Wenger believes Arsenal's days as a selling club are over

Wenger believes Arsenal's days as a selling club are over

Published Aug. 8, 2014 5:00 a.m. ET

Arsene Wenger believes the days of Arsenal being at the mercy of the richest clubs in the world are over.

A number of former Gunners stars will be lining up against Wenger's side in the Barclays Premier League this season, including Cesc Fabregas, Robin van Persie, Samir Nasri and Emmanuel Adebayor.

Over the last two years, however, Arsenal have turned the tide, holding on to their most valuable assets while bringing in the likes of Alexis Sanchez and Mesut Ozil.

"We are less vulnerable now, that is for sure," Gunners boss Wenger said.


"In the last two years we bought Ozil and Sanchez - five years ago we would have lost Ozil and Sanchez.

"We have more money available to buy today than we had five years ago.

"We can compete better. For years we have lost top players without the ability to replace them because of financial management."

As well as Sanchez, Arsenal have spent £16million on 19-year-old defender Calum Chambers, who became the latest in a long line of players to leave Southampton this summer.

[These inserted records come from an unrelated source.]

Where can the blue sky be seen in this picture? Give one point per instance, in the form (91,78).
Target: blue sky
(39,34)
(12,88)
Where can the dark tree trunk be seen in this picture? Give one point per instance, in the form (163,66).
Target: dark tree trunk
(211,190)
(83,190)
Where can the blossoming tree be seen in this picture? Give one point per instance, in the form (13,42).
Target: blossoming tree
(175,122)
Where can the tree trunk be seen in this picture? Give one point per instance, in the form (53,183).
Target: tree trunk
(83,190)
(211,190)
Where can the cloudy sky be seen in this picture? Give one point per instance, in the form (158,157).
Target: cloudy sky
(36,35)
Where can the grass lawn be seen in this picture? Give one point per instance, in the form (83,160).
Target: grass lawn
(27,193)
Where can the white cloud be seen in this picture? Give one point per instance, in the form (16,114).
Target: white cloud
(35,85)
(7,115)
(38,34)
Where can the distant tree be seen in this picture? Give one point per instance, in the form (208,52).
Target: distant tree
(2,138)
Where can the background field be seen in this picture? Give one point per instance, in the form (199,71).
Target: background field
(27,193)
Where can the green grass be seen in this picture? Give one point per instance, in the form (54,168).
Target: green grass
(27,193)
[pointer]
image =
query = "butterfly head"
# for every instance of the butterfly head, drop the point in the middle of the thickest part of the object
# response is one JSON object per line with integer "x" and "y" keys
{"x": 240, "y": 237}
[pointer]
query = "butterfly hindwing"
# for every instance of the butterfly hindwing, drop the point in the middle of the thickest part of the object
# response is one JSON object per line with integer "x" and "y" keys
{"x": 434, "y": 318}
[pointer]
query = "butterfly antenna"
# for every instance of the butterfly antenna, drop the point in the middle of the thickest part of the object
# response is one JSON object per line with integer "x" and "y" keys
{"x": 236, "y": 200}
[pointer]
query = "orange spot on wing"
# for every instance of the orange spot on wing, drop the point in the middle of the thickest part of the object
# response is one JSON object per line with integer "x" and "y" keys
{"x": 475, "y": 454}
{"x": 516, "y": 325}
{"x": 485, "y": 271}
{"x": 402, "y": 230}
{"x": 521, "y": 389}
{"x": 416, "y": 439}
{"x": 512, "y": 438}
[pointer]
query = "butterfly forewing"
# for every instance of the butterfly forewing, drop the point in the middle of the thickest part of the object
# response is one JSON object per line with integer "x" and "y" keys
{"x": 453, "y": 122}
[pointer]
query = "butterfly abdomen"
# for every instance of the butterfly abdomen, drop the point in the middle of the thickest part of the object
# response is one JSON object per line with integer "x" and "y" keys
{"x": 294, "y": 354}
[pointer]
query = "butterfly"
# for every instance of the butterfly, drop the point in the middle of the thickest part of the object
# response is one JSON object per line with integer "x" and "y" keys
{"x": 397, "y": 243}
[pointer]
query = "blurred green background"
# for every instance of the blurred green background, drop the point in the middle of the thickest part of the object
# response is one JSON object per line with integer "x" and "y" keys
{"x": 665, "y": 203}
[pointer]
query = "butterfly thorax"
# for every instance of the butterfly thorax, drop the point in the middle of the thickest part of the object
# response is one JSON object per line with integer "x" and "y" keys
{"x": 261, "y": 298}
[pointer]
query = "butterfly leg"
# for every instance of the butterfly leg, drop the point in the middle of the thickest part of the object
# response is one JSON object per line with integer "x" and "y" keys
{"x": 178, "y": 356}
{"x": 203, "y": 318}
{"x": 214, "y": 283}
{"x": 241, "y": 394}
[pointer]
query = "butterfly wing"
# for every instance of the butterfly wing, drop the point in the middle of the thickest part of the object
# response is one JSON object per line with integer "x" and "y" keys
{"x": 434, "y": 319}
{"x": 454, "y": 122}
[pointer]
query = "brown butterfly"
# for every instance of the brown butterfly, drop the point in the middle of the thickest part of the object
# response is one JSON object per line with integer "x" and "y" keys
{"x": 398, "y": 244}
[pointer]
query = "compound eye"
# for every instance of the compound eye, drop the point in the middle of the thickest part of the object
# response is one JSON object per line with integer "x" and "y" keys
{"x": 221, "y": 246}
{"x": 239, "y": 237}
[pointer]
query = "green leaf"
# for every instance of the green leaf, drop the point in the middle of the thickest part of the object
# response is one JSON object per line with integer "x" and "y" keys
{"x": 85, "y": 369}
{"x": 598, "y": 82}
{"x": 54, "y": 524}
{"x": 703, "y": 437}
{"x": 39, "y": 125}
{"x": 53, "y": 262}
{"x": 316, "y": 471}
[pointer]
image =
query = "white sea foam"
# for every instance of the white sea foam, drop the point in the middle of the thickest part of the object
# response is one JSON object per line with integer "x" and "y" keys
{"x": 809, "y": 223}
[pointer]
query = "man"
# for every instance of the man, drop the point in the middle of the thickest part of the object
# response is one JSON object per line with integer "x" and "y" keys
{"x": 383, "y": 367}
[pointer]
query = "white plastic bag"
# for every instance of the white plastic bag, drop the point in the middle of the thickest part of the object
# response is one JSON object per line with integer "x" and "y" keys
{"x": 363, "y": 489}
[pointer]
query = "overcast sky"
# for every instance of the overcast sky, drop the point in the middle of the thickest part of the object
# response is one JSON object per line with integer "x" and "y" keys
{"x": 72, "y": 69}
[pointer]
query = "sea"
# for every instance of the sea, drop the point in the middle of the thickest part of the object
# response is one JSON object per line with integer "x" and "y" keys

Wenger compared Arsenal's past difficulties to the current situation at Saints, where Alex Oxlade-Chamberlain, Theo Walcott and Gareth Bale have also departed in recent years.

"It is tiring to lose players - whether it be to Man City or somewhere else - it is the same," the Arsenal boss said.

"Southampton would say the same today. If you look at the team Southampton had last year and then add Oxlade-Chamberlain, Walcott and Gareth Bale you see the quality of the work they have done.

"They are in a similar position today to where we were before in relation to the other clubs who have superior financial power."

Wenger continued: "I don't think it's bullying - a transfer is an agreement between three parties and they are in a position where they can say no.

"The players end up at the richest clubs. Man United did that for years - they had superior financial power and they still do."

The richest teams are increasingly coming under pressure from UEFA's Financial Fair Play regulations, which inhibit a club's ability to spend more than they earn.

Wenger admits those regulations are starting to influence clubs like Man City but also believes there are loopholes to be exploited.

"It looks like they have some restrictions but they have clever people who can think about how to get around them and they do that very well," Wenger said.

"Time will tell. UEFA have to be cautious as well because of television financial power.

"If you kick a club like Paris St Germain out tomorrow, the French television companies will go to UEFA and ask for their money back.

"It's not as easy as it looked at the start."